Pennar Industries hosted a
conference call on Nov 10, 2023. In the conference call the company was
represented by Aditya Rao - Vice Chairman & Managing Director.
Key takeaways of the call
Fall in revenue in Q2FY24
was is in line with its stated intent to replace its low margin
revenue with higher margin products and services. The water
EPC, solar EPC and Retail revenue which together was over Rs 100 crore in
Q2FY23 has been replaced with higher margin and sustainable revenue business
verticals such as pre-engineered buildings division, tubes division, process
industry equipment business and body in white.
Despite the combination of
increase in high margin revenue stream and exit from non growing revenue
streams, the company does project revenue growth for FY24. Moreover the revenue
for FY24 will be its highest ever revenue in absolute terms. Expect revenue
to keep growing from its current base.
On profitability front as while the
company replace lower margin revenue and also scale its PEB, hydraulics, engineering services, and
PGI businesses, the margin continue to witness improvement.

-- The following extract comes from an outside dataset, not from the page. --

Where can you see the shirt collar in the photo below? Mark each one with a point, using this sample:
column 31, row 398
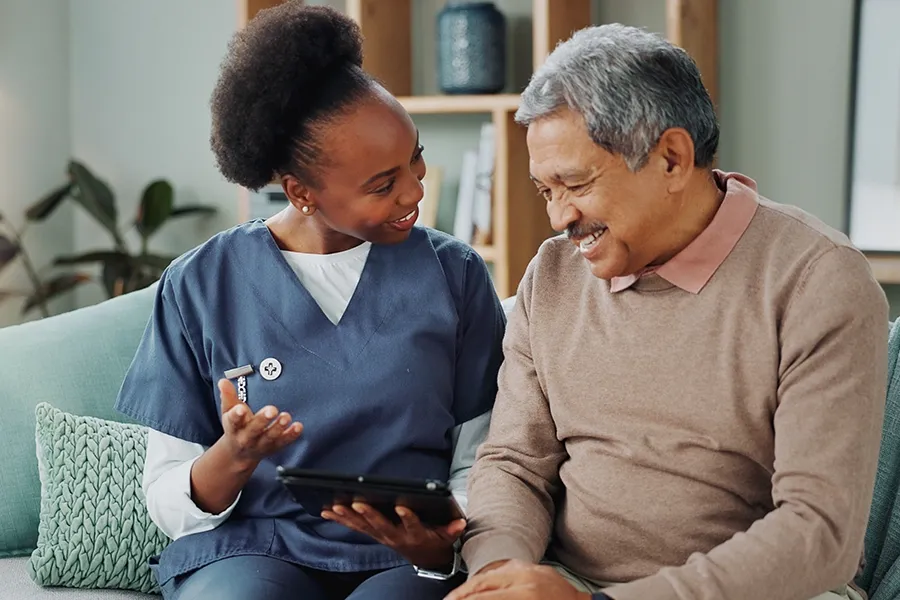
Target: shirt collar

Consolidated PBT was up 38%YoY in
Q2FY24 and this is as per its forecast, and the company is confident of further
profit growth in the remainder of the year. Consolidated EBITDA margin is at
9.35% and better revenue mix and growth in revenue to facilitate EBITDA margin
increase.
PEB – Revenue of Pre engineered
Building in India and Ascent Building (step down subsidiaryü in USA) has increased during the year. Commissioning
Raebarele plant by Feb 2024. With this
the company will reach a revenue run rate of Rs 88 crore/month for PEB from
current about Rs 72 crore/month. The order book of PEB India is Rs 550 Crore
and Ascent is USD 40 Million. For that
new plant the company is ramping up the
order book.
Expect revenue continue to
increase and sustain the growth momentum for current fiscal. Q3FY24 standalone
revenue will be better than Q2FY24 and Q4FY24 revenue will be better than Q3FY24.
The growth verticals will be hydraulics, high dia pipes and Body in White
Components and Systems.
U.S. pre-engineered building
market and the tubes market are much larger than its Indian market. So,
there is no reason for any long-term non-growth of order book.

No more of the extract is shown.